Subsequently, all the nodes send a link layer discovery protocol (LLDP) packet to inform the directly connected neighbors of their presence (Figure 8). The nodes send periodic LLDP packets with their identifier ID on all the interfaces. Each node that receives an LLDP packet responds with an LLDP packet. Each switch constructs the local topology table MIB, which contains all the directly connected neighbor nodes, using these messages. After this step, the switch sends the MIB table to the zone controller.
Upon receipt of the MIB tables from the switch, the controller constructs its MIB table. This table contains all the information of all the nodes that are related to the controller. It presents the virtual topology of the network.
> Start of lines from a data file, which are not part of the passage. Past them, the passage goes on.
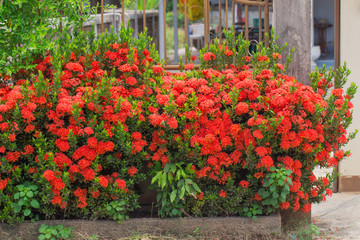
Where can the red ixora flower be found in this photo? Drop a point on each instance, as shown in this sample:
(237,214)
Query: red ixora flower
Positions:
(244,183)
(209,56)
(132,171)
(222,193)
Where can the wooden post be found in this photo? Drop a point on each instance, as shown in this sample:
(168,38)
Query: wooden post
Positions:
(164,1)
(102,16)
(226,14)
(220,23)
(260,24)
(186,30)
(247,22)
(123,12)
(144,16)
(266,21)
(206,22)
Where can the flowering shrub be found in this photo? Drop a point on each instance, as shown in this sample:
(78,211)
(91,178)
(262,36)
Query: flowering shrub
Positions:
(222,140)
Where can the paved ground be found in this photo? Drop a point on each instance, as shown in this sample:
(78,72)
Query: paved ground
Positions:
(338,217)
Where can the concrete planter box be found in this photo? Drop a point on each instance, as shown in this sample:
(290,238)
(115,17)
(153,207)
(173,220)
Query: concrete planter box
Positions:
(267,227)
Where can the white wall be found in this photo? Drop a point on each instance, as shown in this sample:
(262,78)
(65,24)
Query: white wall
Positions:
(350,52)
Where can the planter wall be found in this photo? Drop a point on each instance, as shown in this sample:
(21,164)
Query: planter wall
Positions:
(182,228)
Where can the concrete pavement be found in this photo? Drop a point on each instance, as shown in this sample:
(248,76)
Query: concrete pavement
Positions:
(338,217)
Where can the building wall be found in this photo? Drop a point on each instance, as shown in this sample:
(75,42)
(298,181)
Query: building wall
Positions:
(324,9)
(350,52)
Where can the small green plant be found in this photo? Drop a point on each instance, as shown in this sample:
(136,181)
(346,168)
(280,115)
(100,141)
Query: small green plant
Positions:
(276,187)
(116,210)
(253,211)
(56,232)
(25,200)
(175,184)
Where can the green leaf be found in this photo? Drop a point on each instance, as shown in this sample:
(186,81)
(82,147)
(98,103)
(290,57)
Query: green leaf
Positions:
(17,207)
(16,196)
(275,195)
(35,204)
(289,181)
(30,194)
(156,177)
(178,175)
(163,181)
(281,182)
(21,202)
(196,187)
(182,192)
(273,202)
(171,178)
(173,195)
(286,187)
(27,212)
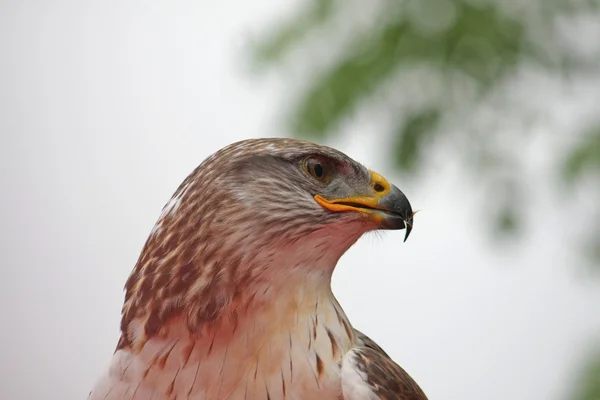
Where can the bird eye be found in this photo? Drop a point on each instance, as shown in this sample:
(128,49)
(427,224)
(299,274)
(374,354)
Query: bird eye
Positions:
(316,169)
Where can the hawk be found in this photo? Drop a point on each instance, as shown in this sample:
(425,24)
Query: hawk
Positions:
(231,295)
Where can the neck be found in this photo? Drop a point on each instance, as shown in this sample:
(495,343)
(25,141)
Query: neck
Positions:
(285,343)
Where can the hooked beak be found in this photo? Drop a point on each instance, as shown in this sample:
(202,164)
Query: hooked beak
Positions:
(388,207)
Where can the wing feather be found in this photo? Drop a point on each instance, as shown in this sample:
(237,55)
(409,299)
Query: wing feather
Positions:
(368,373)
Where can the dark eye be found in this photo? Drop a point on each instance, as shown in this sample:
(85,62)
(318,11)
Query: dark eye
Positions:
(316,169)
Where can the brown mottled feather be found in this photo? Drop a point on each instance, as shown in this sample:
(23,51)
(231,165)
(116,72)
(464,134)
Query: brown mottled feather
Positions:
(386,379)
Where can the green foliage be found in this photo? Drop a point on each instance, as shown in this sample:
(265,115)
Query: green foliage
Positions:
(585,157)
(588,387)
(481,42)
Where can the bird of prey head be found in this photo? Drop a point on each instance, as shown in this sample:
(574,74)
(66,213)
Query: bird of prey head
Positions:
(231,297)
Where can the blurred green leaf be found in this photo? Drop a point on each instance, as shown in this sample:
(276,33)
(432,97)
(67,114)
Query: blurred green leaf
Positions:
(588,387)
(584,157)
(482,44)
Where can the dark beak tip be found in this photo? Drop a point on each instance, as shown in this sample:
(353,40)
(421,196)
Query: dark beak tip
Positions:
(408,227)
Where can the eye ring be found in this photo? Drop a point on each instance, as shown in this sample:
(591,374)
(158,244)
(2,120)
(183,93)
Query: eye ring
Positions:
(316,169)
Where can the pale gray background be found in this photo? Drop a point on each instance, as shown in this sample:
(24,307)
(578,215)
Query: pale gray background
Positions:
(105,106)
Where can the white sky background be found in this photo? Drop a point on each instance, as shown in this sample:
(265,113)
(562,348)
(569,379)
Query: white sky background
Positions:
(105,107)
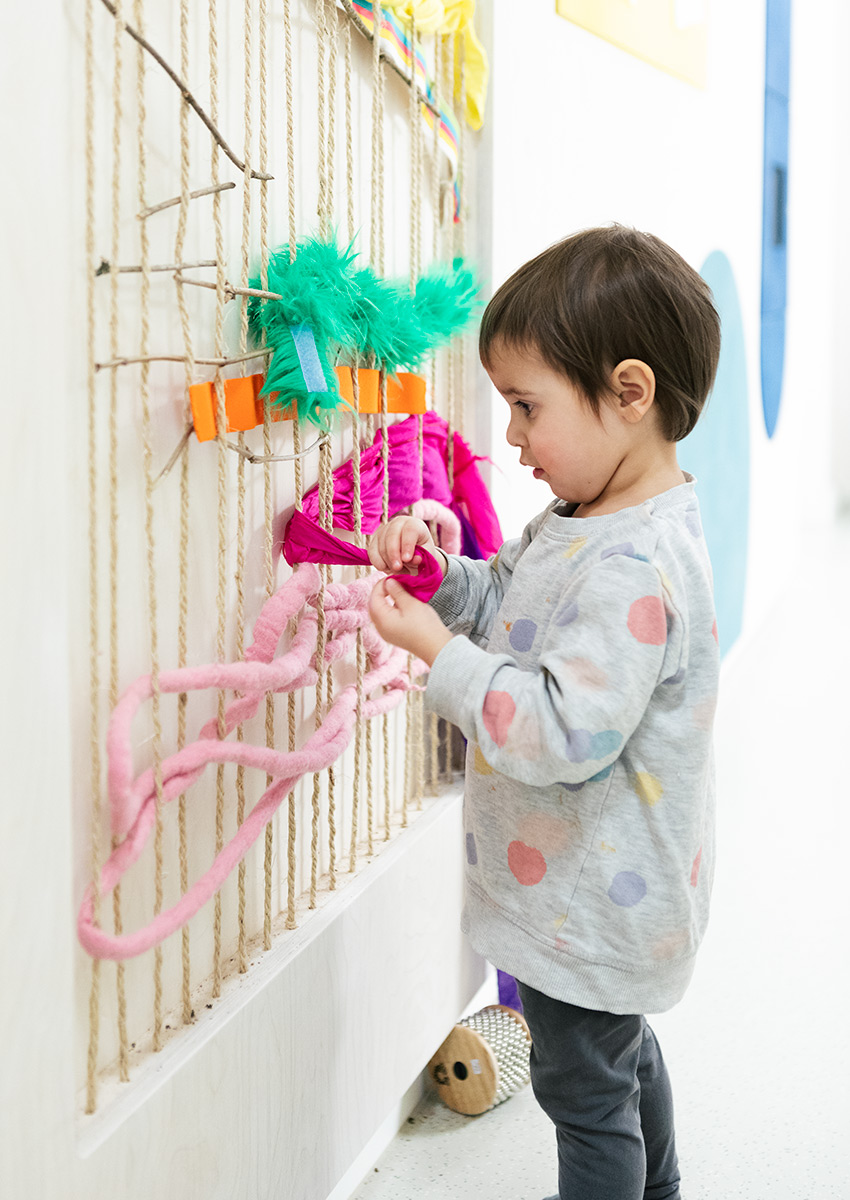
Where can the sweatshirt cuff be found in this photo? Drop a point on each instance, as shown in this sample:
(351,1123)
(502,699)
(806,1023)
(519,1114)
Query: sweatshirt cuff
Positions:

After this phase, the controller can install the routes and the forwarding rules on the switches because it knows all the routes to any switch on the network.
Unlike the traditional NDN network architecture, which does not have a topological control mechanism, our proposal allows the controller to have a global view of the topology, to control the network better in real time using regular packet exchanges.

5.4. NDN–SDN Data Management

When a node publishes new unregistered named data, it sends an “AddPrefix” packet to indicate the intent to register the prefix (Figure 9). When the switch receives this packet, the switch sends it to the controller. When the controller receives this prefix name, it constructs the data information base (DIB) table, representing the virtual topology of the data distribution in the network.

5.5. NDN–SDN Forwarding Management

Based on the information available in both the DIB and MIB tables, the NDN–SDN controller constructs the forwarding information base (FIB). This table represents all the data available in this network zone and the path to follow to retrieve it. If a switch wants to retrieve a data packet, it sends an interest message to the zone controller; the controller looks for the prefix in the FIB table; if the interest exists, the controller returns a data packet that contains the path to retrieve these data.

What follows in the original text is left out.